In what has been a nightmare of a season for Terry Rozier, Wednesday night’s fourth quarter against the Cleveland Cavaliers may have been the rock bottom.
There doesn’t seem to be a pinch coming to wake Rozier up. With less than 20 games left, the Miami Heat cannot afford to waste time waiting/hoping for Rozier to resemble the player they thought they traded for last January.
The Heat, 29-32, are jammed at seventh in the East standings. They are five games behind the sixth-place Detroit Pistons – likely an insurmountable distance at this stage. The Heat should be more concerned about what’s behind them. The Orlando Magic and Atlanta Hawks each trailing by less than two games.
Nobody wants to be in the play-in tournament, but if you have to be playing that week, you want the No. 7 seed that comes with two chances to win one game on your home court.

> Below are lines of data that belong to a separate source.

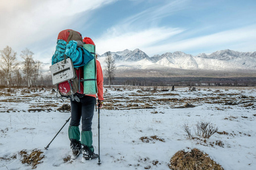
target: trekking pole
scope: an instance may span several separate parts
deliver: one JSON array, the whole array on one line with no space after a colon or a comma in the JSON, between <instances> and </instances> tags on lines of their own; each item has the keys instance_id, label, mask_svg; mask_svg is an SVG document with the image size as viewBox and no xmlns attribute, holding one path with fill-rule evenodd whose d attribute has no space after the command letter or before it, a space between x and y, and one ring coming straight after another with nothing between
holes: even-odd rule
<instances>
[{"instance_id":1,"label":"trekking pole","mask_svg":"<svg viewBox=\"0 0 256 170\"><path fill-rule=\"evenodd\" d=\"M100 107L100 104L98 104L98 107ZM101 158L100 156L100 109L99 108L98 108L98 165L100 165L101 164Z\"/></svg>"},{"instance_id":2,"label":"trekking pole","mask_svg":"<svg viewBox=\"0 0 256 170\"><path fill-rule=\"evenodd\" d=\"M66 120L66 122L65 123L65 124L63 125L63 126L62 126L61 129L60 129L60 130L58 131L58 133L56 134L56 135L54 137L53 139L52 139L52 140L50 142L50 143L49 143L49 144L47 145L47 147L44 147L44 148L46 150L48 150L48 148L49 147L49 146L51 144L51 143L52 143L52 142L54 140L54 139L55 139L56 137L58 135L58 134L60 132L60 131L62 130L62 129L63 129L64 126L65 126L65 125L67 124L67 122L68 122L68 121L69 121L70 118L71 118L71 116L69 117L69 118Z\"/></svg>"}]
</instances>

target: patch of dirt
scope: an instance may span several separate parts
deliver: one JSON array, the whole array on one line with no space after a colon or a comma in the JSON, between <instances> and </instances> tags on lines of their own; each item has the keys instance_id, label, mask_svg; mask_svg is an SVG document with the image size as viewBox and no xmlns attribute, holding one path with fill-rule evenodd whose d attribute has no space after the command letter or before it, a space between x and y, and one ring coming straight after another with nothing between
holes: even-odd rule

A win Wednesday not only would have provided the Heat with support in the standings, but it also would have marked one of the biggest upsets of the regular season. A Heat team, missing three starters, taking down a fully healthy team with the NBA’s best record riding an 11-game win streak.
And yet, despite the narrow defeat and Bam Adebayo’s starry heroics, it’s hard not to be disappointed. The Heat could have won that game, and the decision to play Rozier a team-high 40 minutes may have cost them their biggest win of the season.

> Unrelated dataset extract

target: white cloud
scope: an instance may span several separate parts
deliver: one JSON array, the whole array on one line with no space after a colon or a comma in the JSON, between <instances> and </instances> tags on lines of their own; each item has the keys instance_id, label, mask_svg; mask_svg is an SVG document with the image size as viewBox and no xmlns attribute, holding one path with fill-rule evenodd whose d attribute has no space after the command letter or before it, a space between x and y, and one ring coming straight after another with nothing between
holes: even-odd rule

Even in a season that has admittedly not been coach Erik Spoelstra’s best, Wednesday night’s decision to play Rozier for 22 second-half minutes, including the entire fourth quarter, ranks among his most confounding. (Right up there with calling a timeout he didn’t have in a loss to the Detroit Pistons earlier in the season.)
Rozier missed all eight of his shots and turned the ball over three times while playing more minutes than any of his teammates after halftime.
You might think the lowlight package making the rounds on social media is a deep fake. It’s not. This stuff really happened. I saw it.
Terry Rozier might be the worst player ever 😭💀 pic.twitter.com/OStjVu95XZ
— BricksCenter (@BricksCenter) March 6, 2025
It’s not just one game, one second half, one fourth quarter for Rozier. It’s been something like this all season.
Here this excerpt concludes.